Computerisation has put more distance between banker and client — and between junior banker and employer. It’s meant, Morrison and Wilhelm point out, that activities once the preserve of the relationship banker have migrated to the trading room, and that skills such as option trading and valuation, once learned through lengthy on-the-job apprenticeships, can be acquired in the classroom.
It’s made trading more codifiable and, consequently, more subject to formal contracting. The importance of trust-based, extra-legal contracting and tacit skills has declined as powerful desktop computers have enabled banks to measure and to record data and to introduce formal financial modelling techniques.
The impact on the nature of client relationships has been matched by the impact ‘in-house’. The arrival of IT both coincided with and facilitated fundamental change to the institutional framework.
In 1971, rules preventing member firms from floating on the New York Stock Exchange were relaxed. The banks that chose to raise capital on the market in the decades that followed did so partly in the knowledge that IT was helping to make the partnership an anachronism.
The move to the joint-stock form and computerisation contributed to increased emphasis on ‘personal capital’. ‘Star’ bankers, easier to spot in the computer age, were lured by outsiders and, no longer motivated by a ‘job for life’, they happily moved between banks.
Computerisation, then, has been a powerful force for cultural and structural change, transforming the way business is done and relationships inside and outside banks.
The changes of the 20th century have not all been bad. A business that was once controlled by ‘dynastic’ firms — for example, the Rothschilds and the Morgans — is now more open, its employees more diverse.

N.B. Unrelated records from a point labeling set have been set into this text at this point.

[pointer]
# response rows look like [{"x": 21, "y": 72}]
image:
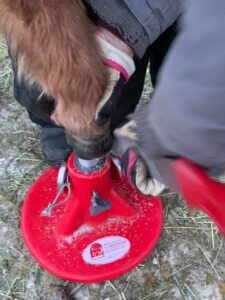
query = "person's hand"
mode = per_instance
[
  {"x": 134, "y": 168},
  {"x": 119, "y": 59}
]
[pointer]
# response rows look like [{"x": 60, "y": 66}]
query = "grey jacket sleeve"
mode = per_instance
[
  {"x": 140, "y": 22},
  {"x": 186, "y": 116}
]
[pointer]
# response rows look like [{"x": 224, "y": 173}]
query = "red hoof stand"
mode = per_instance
[{"x": 75, "y": 243}]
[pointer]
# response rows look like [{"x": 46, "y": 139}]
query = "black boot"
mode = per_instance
[{"x": 54, "y": 145}]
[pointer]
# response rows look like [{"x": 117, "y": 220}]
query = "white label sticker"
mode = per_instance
[{"x": 106, "y": 250}]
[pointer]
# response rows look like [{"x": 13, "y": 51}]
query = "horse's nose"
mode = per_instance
[{"x": 93, "y": 147}]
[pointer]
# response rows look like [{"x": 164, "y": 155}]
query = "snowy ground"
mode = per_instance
[{"x": 188, "y": 262}]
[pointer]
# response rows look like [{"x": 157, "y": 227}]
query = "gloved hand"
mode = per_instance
[
  {"x": 121, "y": 67},
  {"x": 134, "y": 167}
]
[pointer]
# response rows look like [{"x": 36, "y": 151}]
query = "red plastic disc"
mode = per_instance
[{"x": 100, "y": 248}]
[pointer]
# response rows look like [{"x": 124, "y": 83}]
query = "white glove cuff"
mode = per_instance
[{"x": 117, "y": 59}]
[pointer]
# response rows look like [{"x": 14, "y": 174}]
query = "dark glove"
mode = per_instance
[
  {"x": 134, "y": 167},
  {"x": 121, "y": 67}
]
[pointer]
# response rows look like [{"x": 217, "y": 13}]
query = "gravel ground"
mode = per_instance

Codification, what’s more, can work in the interests of clients and investors. The ability to spot a concentration of stars might be valuable in some markets, allowing resources to be placed in the most efficient hands.
Nonetheless, there can be little doubt that the decline of relational banking and changing reputational concerns have increased risks.
How can these risks be managed? Monitoring the activities of every talented but unproven individual can be impractical and expensive. Banks might need, instead, to take ‘softer’ measures. In the 2013 paper ‘Investment Bank Reputations and “Star” Cultures’, Morrison and Wilhelm and Zhaohui Chen suggest:
The corollary is that companies might need to do a bit more research on the ethos and culture of their bankers.
For those in need of the tacit skill of knowledge and information, meanwhile, there’s the option of ‘advisory boutiques’. A reaction, in part, to the rise of the full-service investment bank, these are smaller specialist institutions, and many of them are constituted as partnerships.